Vivir desahogado con deudas es también una cuestión de clase. La burguesía sabe que nosotros estamos ahí para servirles, ya sea como en la época feudal, o parasitando las arcas públicas sin complejos. Cada año nos enteramos de que mantenemos a una recua de sanguijuelas que, ellas o sus empresas, deben más de un millón de euros a Hacienda, como mínimo, y acaban cocinando en Masterchef, con programas en televisiones públicas o creando nuevas empresas con las que seguir cobrando dinero de todos mientras las antiguas se cierran con deudas millonarias y sin que genere ningún coste a la persona que gestionó la empresa ruinosa. La clase trabajadora es distinta, manejar deudas le genera vergüenza social, las clases populares antes se quedan sin comer que deber un euro, no pueden vivir en paz sabiendo que deben algo por nimio que sea.

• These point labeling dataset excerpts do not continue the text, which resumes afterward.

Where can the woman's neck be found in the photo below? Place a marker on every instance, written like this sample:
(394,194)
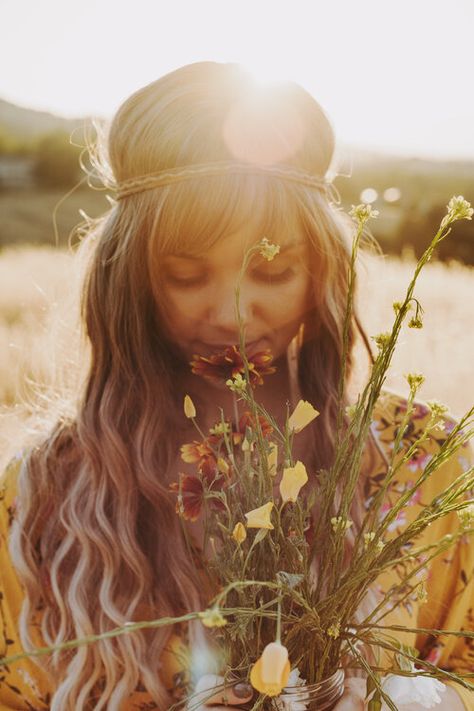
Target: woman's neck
(275,395)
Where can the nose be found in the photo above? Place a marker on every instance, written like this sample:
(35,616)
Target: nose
(223,313)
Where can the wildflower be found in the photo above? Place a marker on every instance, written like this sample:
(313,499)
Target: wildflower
(466,516)
(222,466)
(458,209)
(368,538)
(272,459)
(200,452)
(303,414)
(405,690)
(225,365)
(270,673)
(294,478)
(220,429)
(415,380)
(351,410)
(189,409)
(437,409)
(246,445)
(421,594)
(340,524)
(362,213)
(196,451)
(334,630)
(268,250)
(239,534)
(212,618)
(190,496)
(260,518)
(382,339)
(238,384)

Sin embargo, los morosos de la burguesía viven con ese modus operandi en el que un préstamo tapa una deuda para seguir encadenando pufos. Deber es un patrimonio existencial de las clases burguesas parasitarias y los emprendedores sin vergüenza.

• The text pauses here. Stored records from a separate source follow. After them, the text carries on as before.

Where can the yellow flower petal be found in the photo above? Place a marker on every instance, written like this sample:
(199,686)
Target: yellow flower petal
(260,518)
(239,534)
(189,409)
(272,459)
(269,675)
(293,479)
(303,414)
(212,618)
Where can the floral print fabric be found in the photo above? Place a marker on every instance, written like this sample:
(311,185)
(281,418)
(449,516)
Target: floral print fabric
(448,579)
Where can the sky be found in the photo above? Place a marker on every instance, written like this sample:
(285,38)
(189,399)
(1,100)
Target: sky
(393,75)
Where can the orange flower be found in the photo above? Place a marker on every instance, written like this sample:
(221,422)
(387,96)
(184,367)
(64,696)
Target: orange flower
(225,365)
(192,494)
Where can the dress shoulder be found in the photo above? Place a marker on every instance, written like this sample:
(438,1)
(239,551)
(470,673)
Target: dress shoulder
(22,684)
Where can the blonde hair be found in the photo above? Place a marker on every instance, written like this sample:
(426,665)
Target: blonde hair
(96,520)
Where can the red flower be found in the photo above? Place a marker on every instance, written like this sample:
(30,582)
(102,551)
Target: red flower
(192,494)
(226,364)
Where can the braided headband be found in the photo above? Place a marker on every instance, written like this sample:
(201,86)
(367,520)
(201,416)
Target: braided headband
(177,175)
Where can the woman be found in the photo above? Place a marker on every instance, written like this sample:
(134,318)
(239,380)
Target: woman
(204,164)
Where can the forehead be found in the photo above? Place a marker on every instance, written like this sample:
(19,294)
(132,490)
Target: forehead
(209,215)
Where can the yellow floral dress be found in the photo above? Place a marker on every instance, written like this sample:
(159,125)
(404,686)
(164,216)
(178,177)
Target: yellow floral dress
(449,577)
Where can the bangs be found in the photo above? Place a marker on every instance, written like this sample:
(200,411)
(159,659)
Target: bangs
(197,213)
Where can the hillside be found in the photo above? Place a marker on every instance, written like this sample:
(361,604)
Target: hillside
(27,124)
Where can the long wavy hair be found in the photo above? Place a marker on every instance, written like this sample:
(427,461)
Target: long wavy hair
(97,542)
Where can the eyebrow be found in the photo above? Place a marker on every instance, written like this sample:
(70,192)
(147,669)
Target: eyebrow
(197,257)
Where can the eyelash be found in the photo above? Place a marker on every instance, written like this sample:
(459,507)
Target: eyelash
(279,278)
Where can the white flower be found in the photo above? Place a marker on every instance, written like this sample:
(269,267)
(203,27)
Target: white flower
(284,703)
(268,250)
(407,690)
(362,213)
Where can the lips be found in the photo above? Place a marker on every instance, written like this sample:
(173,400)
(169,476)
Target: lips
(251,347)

Benito Pérez Galdós en Misericordia explicó de manera detallada cómo funciona la moral de los morosos de Hacienda. Doña Paca, la protagonista, no era diferente a los que salen en la lista: una deudora estable, sistemática y crónica de la burguesía que no ve los préstamos y las deudas como un debe, sino como un modo de vivir. Para ella pedir dinero es una manera de tirar hacia adelante porque no tiene intención alguna de pagarlo sino de tapar el antiguo con el nuevo. La culpa no existe porque considera que alguien de su clase no debe, vive así porque lo merece. La mentalidad de Doña Paca es la de los morosos fiscales que aparecen en la lista de Hacienda. Consideran que es una afrenta a su reputación porque tienen la firma convicción de que no deben, que es suyo, que el dinero de todos está para servirles y mantener su nivel de vida. El nuevo títere de la reacción, que antes defendía los impuestos como el tenue socialdemócrata que era, y que responde al nombre de Soto Ivars lo decía estos días: “La lista de morosos es el panteón de los héroes”. Lo dice porque ahora la clase a la que sirve le obliga, pero ver a las mascotas expresarse es una manera de saber lo que piensan los que les pagan y que no suelen abrir la boca.